In the end, following delays and compromises (Agarwal 1994), the progressives prevailed, especially Dr B.R. Ambedkar, a major figure in the drafting of India’s Constitution, and Pandit Jawaharlal Nehru, India’s first Prime Minister. The Hindu Code Bill was split into four separate Acts.1 The Act relating to inheritance was passed as the Hindu Succession Act (HSA) of 1956. Although still gender unequal, it shifted women’s property rights from a position of gross inequality to a fair degree of equality for over 80 per cent of Indian women.

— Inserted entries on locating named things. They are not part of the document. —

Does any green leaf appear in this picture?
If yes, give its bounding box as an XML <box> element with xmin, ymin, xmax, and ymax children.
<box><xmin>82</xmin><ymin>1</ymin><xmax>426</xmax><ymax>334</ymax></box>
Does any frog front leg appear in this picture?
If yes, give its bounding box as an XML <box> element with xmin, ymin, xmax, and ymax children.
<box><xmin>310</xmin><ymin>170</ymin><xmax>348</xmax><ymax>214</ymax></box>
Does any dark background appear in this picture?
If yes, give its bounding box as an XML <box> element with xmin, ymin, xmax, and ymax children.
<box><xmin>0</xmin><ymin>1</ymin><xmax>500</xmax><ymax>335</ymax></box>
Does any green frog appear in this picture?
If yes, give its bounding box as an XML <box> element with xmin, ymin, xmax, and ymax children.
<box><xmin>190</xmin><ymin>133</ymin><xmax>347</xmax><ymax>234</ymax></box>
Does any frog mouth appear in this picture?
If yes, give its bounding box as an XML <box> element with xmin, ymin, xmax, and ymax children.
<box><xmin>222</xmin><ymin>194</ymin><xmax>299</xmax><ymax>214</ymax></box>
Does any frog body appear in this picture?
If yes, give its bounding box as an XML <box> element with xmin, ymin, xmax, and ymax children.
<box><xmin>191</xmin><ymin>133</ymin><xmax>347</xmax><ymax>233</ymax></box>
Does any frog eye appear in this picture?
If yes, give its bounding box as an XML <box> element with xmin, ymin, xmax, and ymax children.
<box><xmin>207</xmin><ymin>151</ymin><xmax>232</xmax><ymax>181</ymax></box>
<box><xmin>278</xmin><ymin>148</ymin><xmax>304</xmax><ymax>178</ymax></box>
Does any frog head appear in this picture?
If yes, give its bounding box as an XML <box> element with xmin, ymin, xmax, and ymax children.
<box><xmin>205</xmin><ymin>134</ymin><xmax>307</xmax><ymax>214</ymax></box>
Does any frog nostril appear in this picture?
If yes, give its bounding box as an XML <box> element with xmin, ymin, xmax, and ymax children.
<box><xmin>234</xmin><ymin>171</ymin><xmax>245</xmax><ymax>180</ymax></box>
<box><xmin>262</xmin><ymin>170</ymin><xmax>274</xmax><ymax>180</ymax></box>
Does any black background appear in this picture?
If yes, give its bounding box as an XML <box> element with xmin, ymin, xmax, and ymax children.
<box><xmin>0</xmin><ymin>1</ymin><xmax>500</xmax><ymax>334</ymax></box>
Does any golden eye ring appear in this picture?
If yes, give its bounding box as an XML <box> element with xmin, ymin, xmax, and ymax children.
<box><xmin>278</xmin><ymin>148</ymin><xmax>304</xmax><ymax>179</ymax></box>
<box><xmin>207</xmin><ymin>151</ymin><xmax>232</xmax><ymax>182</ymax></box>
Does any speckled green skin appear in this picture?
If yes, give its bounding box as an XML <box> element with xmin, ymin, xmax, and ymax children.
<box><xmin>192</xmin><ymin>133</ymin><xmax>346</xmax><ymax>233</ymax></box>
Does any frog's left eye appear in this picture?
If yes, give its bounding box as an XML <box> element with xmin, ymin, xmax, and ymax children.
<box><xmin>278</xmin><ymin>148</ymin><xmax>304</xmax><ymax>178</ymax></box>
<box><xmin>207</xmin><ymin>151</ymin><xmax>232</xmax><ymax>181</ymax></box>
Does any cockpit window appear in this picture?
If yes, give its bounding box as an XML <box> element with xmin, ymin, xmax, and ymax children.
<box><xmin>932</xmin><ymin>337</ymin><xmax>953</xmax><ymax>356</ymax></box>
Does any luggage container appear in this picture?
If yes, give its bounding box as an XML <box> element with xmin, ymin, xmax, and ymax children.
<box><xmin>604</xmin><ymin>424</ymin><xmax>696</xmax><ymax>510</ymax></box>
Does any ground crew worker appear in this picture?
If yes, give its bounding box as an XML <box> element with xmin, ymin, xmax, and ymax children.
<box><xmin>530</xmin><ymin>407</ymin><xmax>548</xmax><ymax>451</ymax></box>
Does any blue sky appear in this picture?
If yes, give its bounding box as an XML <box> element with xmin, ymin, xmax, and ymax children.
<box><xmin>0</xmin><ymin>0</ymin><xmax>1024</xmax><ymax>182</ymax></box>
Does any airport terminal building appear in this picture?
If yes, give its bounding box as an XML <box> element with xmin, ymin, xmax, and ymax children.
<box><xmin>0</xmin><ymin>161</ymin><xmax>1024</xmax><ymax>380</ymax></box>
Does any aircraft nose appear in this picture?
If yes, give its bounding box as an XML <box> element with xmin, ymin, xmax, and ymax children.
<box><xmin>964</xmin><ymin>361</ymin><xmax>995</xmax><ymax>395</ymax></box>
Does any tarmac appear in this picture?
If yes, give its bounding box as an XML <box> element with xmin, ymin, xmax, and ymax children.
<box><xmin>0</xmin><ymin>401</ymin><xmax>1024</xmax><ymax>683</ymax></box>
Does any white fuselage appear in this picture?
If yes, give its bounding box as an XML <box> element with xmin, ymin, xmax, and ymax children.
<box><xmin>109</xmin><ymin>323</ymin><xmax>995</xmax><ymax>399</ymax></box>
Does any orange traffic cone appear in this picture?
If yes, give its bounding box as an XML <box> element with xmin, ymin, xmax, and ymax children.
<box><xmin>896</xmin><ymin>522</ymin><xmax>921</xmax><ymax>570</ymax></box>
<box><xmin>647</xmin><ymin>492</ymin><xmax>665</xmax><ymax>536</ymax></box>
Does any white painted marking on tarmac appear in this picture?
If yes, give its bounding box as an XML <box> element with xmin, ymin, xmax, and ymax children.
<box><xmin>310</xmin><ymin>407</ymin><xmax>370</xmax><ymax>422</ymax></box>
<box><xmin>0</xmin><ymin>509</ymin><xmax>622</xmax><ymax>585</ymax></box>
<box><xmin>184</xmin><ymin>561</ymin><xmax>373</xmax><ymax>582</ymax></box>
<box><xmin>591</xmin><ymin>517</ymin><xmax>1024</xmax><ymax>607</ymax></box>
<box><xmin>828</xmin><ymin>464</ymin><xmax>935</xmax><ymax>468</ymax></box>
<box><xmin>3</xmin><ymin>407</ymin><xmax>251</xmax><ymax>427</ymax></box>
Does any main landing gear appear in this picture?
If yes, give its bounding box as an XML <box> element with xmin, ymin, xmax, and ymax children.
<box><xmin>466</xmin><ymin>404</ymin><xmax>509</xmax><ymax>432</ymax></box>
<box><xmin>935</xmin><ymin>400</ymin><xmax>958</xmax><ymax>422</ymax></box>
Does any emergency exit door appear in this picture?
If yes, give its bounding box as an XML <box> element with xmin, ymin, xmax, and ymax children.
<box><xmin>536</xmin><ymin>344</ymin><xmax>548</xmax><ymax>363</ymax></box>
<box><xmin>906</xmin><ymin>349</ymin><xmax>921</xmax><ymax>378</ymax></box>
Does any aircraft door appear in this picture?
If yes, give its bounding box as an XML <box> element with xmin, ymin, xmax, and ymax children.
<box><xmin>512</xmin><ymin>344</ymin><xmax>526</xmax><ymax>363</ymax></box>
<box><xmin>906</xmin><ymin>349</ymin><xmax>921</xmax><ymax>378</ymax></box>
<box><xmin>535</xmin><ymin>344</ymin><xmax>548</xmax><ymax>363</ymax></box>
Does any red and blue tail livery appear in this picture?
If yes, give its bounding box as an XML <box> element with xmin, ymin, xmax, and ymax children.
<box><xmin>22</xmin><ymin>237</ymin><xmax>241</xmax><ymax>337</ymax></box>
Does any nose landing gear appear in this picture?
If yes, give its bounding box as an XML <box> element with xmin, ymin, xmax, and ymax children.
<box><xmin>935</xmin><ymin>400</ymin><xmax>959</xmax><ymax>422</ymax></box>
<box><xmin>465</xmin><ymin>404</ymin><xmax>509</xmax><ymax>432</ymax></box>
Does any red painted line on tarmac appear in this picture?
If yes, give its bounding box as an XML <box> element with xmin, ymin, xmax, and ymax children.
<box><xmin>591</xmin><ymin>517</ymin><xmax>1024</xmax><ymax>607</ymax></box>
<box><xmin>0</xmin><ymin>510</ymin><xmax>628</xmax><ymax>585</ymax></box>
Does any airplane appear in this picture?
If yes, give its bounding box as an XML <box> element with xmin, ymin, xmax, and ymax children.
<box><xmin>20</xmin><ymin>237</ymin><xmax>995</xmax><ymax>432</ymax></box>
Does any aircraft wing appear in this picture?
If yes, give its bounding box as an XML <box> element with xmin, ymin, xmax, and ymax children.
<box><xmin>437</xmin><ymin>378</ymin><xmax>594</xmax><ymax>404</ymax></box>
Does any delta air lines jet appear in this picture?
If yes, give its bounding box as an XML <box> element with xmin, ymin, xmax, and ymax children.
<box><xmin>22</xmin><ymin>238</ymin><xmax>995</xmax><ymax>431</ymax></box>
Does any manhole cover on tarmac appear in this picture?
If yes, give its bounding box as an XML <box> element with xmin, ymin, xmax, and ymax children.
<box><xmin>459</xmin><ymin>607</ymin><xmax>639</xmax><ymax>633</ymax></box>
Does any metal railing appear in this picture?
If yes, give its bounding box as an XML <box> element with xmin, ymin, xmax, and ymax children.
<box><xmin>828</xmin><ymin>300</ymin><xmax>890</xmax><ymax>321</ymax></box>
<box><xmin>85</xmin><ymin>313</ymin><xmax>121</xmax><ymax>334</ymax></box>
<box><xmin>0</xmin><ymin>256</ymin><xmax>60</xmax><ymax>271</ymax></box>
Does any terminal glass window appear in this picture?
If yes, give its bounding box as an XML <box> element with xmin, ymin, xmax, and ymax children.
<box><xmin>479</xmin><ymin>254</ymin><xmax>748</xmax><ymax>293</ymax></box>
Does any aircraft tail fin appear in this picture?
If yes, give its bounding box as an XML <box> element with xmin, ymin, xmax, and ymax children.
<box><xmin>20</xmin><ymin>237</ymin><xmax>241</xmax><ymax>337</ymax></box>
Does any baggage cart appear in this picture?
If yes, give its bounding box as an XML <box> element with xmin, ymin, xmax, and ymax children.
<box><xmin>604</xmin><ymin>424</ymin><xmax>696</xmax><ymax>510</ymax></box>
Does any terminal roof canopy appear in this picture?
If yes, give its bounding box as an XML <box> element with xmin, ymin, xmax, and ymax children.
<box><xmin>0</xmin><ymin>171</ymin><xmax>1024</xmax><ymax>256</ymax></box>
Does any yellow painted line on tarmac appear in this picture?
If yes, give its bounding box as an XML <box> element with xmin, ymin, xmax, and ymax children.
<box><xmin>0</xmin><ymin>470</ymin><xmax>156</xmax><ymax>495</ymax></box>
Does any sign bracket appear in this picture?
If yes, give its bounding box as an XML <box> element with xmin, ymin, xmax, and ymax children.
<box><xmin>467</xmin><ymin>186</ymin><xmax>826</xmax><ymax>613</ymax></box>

What was the shift? Overall we need to bear in mind that inheritance systems in South Asia are extremely complex: they vary by religion, region, and type of property, with agricultural land being treated differently from other types of property. The Hindu inheritance law had particular complexities: most Hindus fell under the purview of the twelfth century Mitakshara system, which distinguished between a man’s separate property (self-acquired) and his joint family property (ancestral property held as coparcenary shares). Prior to the HSA 1956, the vast majority of Hindu women could only inherit their father’s (or husband’s) property in the absence of four generations of agnatic males. The 1956 Act gave widows and daughters equal shares with sons in a man’s separate property intestate, but only sons had rights by birth in joint family property. And agricultural land was subject to state-level tenurial laws which specified the actual order of inheritance in in six states –Punjab, Haryana, Himachal Pradesh, Jammu, and Kashmir, Delhi, and Uttar Pradesh– all located in northwest India (Agarwal 1995). This specification was highly gender unequal and was applicable to all religious communities.